Skin Cancer : Prevention, Treatment & Care


  Prevention & Care


Social and Emotional Support: Q & A

I got a call from my cousin and heard that my aunt was diagnosed with skin cancer. My aunt lives 10 hours away and I haven't really been close to her throughout the years. I feel really bad about this, but I dread how awkward the meeting will be. What do you tell someone who is likely dying? I really don't look forward to this, but I know that I can't just ignore it. Please help.

Hello Anne:
It seems to me like you may be jumping the gun a bit. Has your cousin told you over the phone that your aunt is dying? Although some skin cancers can be fatal, the great majority of skin cancers can be and are cured without complication, usually by surgical excision. Skin cancers caught in its early stages have a cure rate as high as 98%. Before meeting your aunt, I would find out what the actual situation is as best as possible. To answer the second part of your question, if your aunt is gravely ill or dying, remember that they need the most support at this time. Many people feel anxious about being around a dying person, or are afraid that they may offend the sick person in some way. In most cases, the anxiety fades once you make the visit; you will likely be glad that you made the visit, regardless of your aunt's prognosis.

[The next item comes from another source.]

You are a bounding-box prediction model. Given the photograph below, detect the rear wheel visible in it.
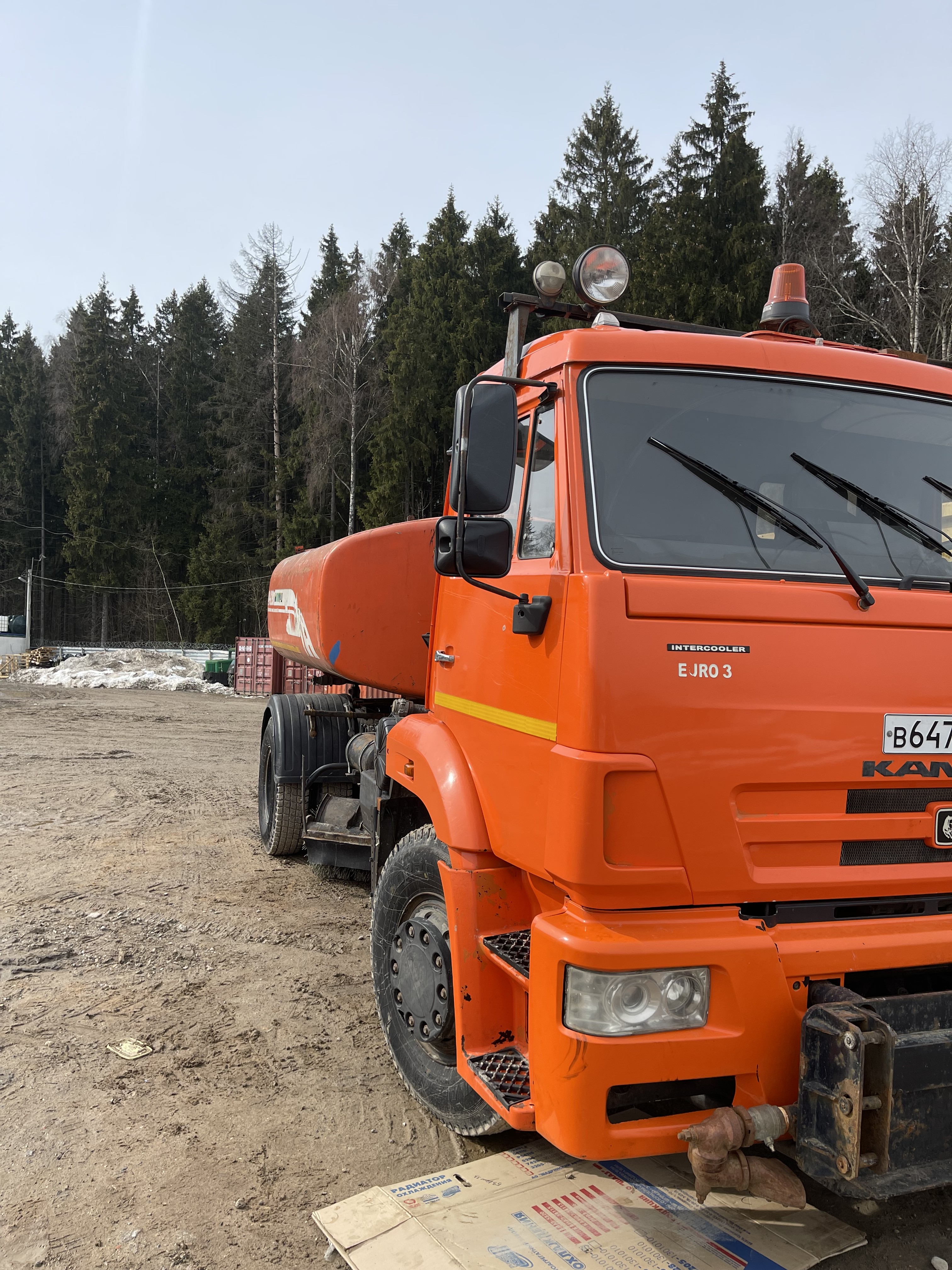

My mom told me that my grandfather is dying with skin cancer. I love him a lot, but I'm afraid that I will get sick too if I go and visit.

I'm very sorry to hear about your grandfather. Caleb, I assure you that you can't get sick from your grandfather. Cancer cannot be passed to others like the cold or the flu. Your grandfather would love to see you, and I'm sure that you would love to see your grandfather.

I've got a few moles on my body, and I keep having this suspicion that one may be a melanoma. Our first child is due next month, and I just can't risk this at this point in my life. My wife says that I'm being silly, and it's true; I was always a bit paranoid with all these medical scares-there's simply too much information out there. I mean, something rare like a 0.2% chance really isn't that rare when there are thousands of possible diseases that one can catch at any given time. Am I just a hypochondriac or should I get my moles checked?

Hello Robert:
I agree with you that the abundance of available information can be overwhelming at times. Arming yourself with knowledge on the other hand, can also give you comfort and perspective. As for the moles, remember the ABCDEs of skin cancer-Asymmetry, Borders (uneven), Color (different from surrounding skin), Diameter (larger than a pencil eraser), and Evolution (changing). If you notice one or more of these features, have them checked out. Chances are high that they are harmless moles, but if the doctor tells you this, you have bought yourself great peace of mind for the cost of a few hours. On the other hand, if medical worries are a constant source of anxiety for you, talk to your doctor about this too. They can refer you to a specialist who can help you with these types of problems too.

I am a single man in my thirties, and I have a melanoma that has metastasized to the lungs. I lived healthy, ate well, did not smoke, and was by no means a sun worshipper. I've been doing some research on my own, and from what I've read, it seems like my survival rate at 12 months is as low as 20%. I am not a religious person, but I really need some support, some hope.

I am very sorry to hear about your situation. First, I suggest that you discuss your individual prognosis with your physician that is caring for you. Personally researching medical articles can be helpful, but remember that only your physician knows your personal medical details. Secondly, remember that general medical statistics are very poor when it comes to predicting individual outcomes. Please read an article called "The Median isn't the Message" by the celebrated author on evolutionary biology, Stephen Jay Gould about his battle with a serious cancer that was thought to be incurable. It is a hope inspiring article, and at the same time truly eye-opening for cancer patients. Finally, join our online community of support. There are many others that are there to support you, and are, in turn, looking for your support.

I come from a family of sun worshippers. Here in Australia, tanning at the beach is part of the local custom and culture. It's something my parents and my grandparents have always done, and to them, the new wave of vilifying the sun is "bullocks" as they call it. I can see though, that the sun has done its damage to their skin, and I worry for them. My grandfather has several actinic keratoses, but won't seek treatment, as he thinks it's just a part of natural aging. I'm worried about myself too, as I used to go the beach like them on a daily basis.

Hello Suzanne:
I understand that this is a relatively common belief among the older generation, especially in areas of the world where there is plenty of sunlight. I strongly suggest that you have your grandfather come in for a visit to a clinic. Actinic keratosis is considered a precancerous lesion and should be treated as a medical issue. It is also strong evidence that the skin has taken a lot of sun damage. Having a doctor explain it to your grandfather may help to convince him that sun damage is real and dangerous. The sun is not a "villain." We all need the sun to survive, and the sun is the most efficient way for our bodies to absorb vitamin D. At the same time, we also need to respect that it is powerful enough to damage our bodies if we do not protect ourselves properly. Knowing this, you can start to make better decisions-sunscreen use on a regular basis, protective clothing, and staying away from overexposure. Remember that it is never too late to change your lifestyle for the better.